Você já ouviu falar do sistema endocanabinoide? Não, ele não é exclusivo daqueles que fazem uso da droga. Na verdade, existe em todas as pessoas, e está ligado a algo essencial: o equilíbrio do corpo – ou, em termos técnicos, a homeostase.
Apesar da importância, o sistema endocanabinoide só foi descoberto no início da década de 1990, e seu funcionamento ainda guarda muitos segredos – tanto que você provavelmente nem ouviu falar dele na escola. Mas, para entender como aquela hora não dormida pode dar larica até em quem nunca fez uso da erva, precisamos entender o princípio dos endocanabinoides.
Os cientistas definem o sistema endocanabinoide assim: “é um mecanismo de sinalização endógena que atua fisiologicamente na regulação da homeostase energética”. Traduzindo para o bom português, o sistema funciona pela ativação de receptores pelo corpo (conhecidos como CB1 e CB2) que facilitam a troca de informações entre as células e acabam regulando o que não está sob controle.
Quem ativa esses receptores são justamente os canabinoides, tipos de moléculas que não existem só na maconha. Nossa membrana celular, inclusive, as produz naturalmente. Os canabinoides naturais são chamados de endocanabinoides, e estão muito presentes em células do sistemas nervoso e imunológico. Sua atuação não fica restrita apenas a essas áreas, mas chega também a sistemas como o motor, digestivo, ósseo, dentre outros.
A lógica do sistema endocanabinoide é basicamente esta: se o stress aumenta, os endocanabinoides trabalham para diminuí-lo; se sentimos dor, eles procuram aliviá-la, e assim por diante. Ou seja, essas moléculas vivem apagando fogo, tentando consertar o que está errado no nosso corpo.
Então quer dizer que maconha só faz bem, uma vez que fornece canabinoides? Bem, não exatamente. O THC (tetrahidrocanabinol) que está presente na cannabis se assemelha a um endocanabinoide produzido no nosso cérebro, a anandamida. Ela, naturalmente, atua na regulação o nosso humor, sono, memória e apetite. Consumindo maconha, você adiciona mais ativadores ao sistema endocanabinoide, e esse excesso acaba bagunçando a regulação normal de algumas áreas do corpo. Os resultados a gente já conhece: euforia intensa, sensação de relaxamento e a famosa “larica” – a fome avassaladora que vem depois de um “baseado”.
Beleza, mas o que tudo isso tem a ver com o sono? E com quem não usou maconha? Calma, vamos chegar lá agora: a ciência já sabia que pessoas que dormem mal geralmente tem mais fome e preferem alimentos doces e gordurosos. Mas, agora, cientistas americanos descobriram que a falta de sono pode afetar justamente o sistema endocanabinoide – e aumentar o apetite.
Para averiguar se isso fazia ou não sentido, os pesquisadores examinaram o impacto de uma noite de apenas quatro horas de sono em 25 voluntários saudáveis. As análises sanguíneas mostraram que, após essa noite curta, os indivíduos tinham aumentado a quantidade de 2-oleoilglicerol, um tipo de endocanabinoide. Quando os cientistas perguntaram o que as pessoas privadas de sono queriam comer, aquelas com maiores níveis de 2-oleoilglicerol preferiam alimentos com mais “energia” – ou seja, doces e gordurosos, com bastante glicose.

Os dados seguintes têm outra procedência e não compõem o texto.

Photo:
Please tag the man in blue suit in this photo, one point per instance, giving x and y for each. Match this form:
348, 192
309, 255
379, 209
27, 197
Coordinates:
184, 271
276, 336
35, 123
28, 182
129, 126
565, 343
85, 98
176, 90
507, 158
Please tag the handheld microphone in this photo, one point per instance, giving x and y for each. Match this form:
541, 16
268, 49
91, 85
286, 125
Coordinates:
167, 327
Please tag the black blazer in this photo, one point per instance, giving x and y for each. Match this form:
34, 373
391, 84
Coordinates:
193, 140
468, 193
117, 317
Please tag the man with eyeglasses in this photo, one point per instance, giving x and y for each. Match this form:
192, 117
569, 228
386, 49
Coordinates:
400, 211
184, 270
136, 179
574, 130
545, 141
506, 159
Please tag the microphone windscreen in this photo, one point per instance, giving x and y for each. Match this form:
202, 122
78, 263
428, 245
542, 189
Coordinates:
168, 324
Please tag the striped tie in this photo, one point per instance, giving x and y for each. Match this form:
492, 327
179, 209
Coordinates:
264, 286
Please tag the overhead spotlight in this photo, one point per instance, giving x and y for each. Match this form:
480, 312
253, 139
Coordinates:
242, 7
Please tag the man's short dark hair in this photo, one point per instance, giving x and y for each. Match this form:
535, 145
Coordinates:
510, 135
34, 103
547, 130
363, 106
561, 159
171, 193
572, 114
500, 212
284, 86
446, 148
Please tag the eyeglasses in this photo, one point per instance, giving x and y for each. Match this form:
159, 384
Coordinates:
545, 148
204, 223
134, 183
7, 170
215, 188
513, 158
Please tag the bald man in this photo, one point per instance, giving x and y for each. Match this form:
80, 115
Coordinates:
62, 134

Além disso, a equipe também investigou o cérebro dos voluntários para analisar se essas alterações mudavam a maneira como o cérebro processa os cheiros – algo intimamente relacionado a vontade de comer. Isso revelou que o endocanabinoide em excesso estava bagunçando as ligações entre duas áreas do cérebro importantes para a regulação do apetite: o córtex piriforme e a ínsula.
A função da primeira é, basicamente, processar o odor; a da segunda, é integrar informações sobre o estado do corpo para controlar a ingestão de alimentos – ou seja, decidir se vale a pena ou não buscar uma fonte de alimentos, averiguando biologicamente se já está na hora de sentir fome. De acordo com os cientistas, as alterações nas quantidades de 2-oleoilglicerol estavam ligadas a modificações na relação entre essas duas áreas do cérebro. E a falta de comunicação entre elas acabou gerando um grande vontade de consumir alimentos gordurosos.
Ainda serão necessários muitos estudos para desvendar perfeitamente todos os mecanismo envolvidos nessa relação, mas o resultado da pesquisa é claro: assim como a maconha, a falta de sono altera o sistema endocanabinoide, gerando uma fome excessiva – ou a boa e velha larica. Por via das dúvidas, é melhor regular seu sono.